From Wikipedia, the free encyclopedia

George Green

Born July 14, 1793(1793-07-14)
Sneinton, Nottinghamshire, England
Died May 31, 1841 (aged 47)
Nottingham, Nottinghamshire, England
Alma mater University of Cambridge

George Green (14 July 179331 May 1841) was a British mathematician and physicist, who wrote An Essay on the Application of Mathematical Analysis to the Theories of Electricity and Magnetism (Green, 1828). (Note: This 1828 essay can be found in "Mathematical papers of the late George Green", edited by N. M. Ferrers. The website for this is given below.) The essay introduced several important concepts, among them a theorem similar to modern Green's theorem, the idea of potential functions as currently used in physics, and the concept of what are now called Green's functions. George Green was the first person to try and explain a mathematical theory of the theories of electricity and magnetism which formed the basis for other scientists such as James Clerk Maxwell, William Thomson, and others. His work ran parallel to that of the great mathematician Gauss (potential theory).

Green's life story is remarkable in that he was almost entirely self-taught.
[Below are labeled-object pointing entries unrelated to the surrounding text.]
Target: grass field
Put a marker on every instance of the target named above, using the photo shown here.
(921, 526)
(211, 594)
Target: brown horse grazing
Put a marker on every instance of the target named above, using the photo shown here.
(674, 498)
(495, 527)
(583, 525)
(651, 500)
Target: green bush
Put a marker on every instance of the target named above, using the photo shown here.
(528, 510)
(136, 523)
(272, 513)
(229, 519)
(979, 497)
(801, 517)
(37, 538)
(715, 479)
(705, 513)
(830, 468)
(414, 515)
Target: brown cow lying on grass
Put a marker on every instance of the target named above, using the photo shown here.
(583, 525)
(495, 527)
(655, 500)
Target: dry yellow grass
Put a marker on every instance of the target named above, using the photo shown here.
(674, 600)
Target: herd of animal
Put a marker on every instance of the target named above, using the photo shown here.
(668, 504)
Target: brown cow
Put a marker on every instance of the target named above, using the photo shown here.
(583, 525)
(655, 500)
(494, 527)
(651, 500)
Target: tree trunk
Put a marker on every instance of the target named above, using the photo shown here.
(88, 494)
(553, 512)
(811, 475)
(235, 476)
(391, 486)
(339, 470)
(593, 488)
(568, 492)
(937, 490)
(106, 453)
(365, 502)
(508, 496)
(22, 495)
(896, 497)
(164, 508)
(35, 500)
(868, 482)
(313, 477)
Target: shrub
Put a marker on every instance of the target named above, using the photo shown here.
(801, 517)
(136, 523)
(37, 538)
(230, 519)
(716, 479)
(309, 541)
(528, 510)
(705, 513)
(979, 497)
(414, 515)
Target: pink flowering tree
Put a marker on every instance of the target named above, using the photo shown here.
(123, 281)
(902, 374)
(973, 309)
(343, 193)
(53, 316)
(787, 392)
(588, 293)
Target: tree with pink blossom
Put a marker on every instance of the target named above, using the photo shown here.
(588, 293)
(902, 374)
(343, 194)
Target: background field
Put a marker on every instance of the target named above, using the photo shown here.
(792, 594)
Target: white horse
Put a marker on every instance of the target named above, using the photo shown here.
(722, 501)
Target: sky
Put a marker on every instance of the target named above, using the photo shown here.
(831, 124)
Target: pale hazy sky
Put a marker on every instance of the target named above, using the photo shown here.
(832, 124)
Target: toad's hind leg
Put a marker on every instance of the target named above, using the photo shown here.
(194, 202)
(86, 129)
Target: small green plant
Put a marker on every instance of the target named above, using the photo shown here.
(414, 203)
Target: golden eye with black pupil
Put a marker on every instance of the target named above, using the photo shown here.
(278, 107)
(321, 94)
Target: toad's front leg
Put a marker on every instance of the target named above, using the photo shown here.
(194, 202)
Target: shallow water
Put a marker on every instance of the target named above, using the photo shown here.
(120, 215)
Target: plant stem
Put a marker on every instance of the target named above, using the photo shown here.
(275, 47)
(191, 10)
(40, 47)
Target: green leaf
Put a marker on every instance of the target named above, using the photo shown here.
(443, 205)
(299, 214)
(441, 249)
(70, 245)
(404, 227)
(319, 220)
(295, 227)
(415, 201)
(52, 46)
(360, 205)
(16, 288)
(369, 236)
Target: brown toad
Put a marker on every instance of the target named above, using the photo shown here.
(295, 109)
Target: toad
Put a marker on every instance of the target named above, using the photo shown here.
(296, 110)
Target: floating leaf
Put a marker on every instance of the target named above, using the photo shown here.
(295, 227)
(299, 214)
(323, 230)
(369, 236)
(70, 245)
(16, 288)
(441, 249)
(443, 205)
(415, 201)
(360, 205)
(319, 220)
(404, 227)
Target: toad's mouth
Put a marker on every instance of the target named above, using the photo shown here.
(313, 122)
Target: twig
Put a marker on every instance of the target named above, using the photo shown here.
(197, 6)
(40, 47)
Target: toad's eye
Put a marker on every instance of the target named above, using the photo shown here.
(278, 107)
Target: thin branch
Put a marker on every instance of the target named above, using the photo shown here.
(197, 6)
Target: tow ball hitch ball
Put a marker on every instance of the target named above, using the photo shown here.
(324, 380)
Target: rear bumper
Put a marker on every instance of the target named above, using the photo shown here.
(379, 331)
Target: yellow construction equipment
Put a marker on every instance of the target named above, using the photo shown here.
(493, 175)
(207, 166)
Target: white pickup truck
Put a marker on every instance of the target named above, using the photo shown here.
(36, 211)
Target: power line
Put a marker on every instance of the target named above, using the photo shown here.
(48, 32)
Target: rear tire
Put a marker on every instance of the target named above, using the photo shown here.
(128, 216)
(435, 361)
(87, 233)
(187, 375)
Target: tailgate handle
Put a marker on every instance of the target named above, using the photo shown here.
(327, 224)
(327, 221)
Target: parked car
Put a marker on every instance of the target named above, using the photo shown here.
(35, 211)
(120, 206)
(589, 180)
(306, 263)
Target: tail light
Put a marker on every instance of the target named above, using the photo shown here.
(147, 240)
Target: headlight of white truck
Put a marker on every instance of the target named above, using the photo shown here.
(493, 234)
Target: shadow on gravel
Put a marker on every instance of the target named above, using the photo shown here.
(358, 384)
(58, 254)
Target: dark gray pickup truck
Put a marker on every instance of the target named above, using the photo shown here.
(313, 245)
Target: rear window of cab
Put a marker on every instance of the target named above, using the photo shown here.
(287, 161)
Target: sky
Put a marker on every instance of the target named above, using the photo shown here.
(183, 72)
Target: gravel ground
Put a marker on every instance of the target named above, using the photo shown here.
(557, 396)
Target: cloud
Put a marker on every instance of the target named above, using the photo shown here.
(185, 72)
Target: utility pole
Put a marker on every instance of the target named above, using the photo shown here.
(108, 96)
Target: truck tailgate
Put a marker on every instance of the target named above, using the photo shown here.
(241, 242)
He was born and lived for most of his life in the English town of Sneinton, Nottinghamshire, nowadays part of the city of Nottingham. His father (also named George) was a baker who had built and owned a brick windmill used to grind grain. The younger Green only had about one year of formal schooling as a child, between the ages of 8 and 9.

In his adult life, Green worked in his father's mill, taking ownership upon his father's death in 1829. At some point, he began to study mathematics. As Nottingham had little in the way of intellectual resources, it is unclear to historians exactly where Green obtained information on current developments in mathematics. Only one person educated in mathematics, John Toplis, headmaster of Nottingham High School 1806–1819, is known to have lived in Nottingham at the time. When Green published his Essay in 1828, it was sold on a subscription basis to 51 people, most of whom were friends and probably could not understand it. The wealthy landowner and mathematician Edward Bromhead bought a copy and encouraged Green to do further work in mathematics. Not believing the offer was sincere, Green did not contact Bromhead for two years.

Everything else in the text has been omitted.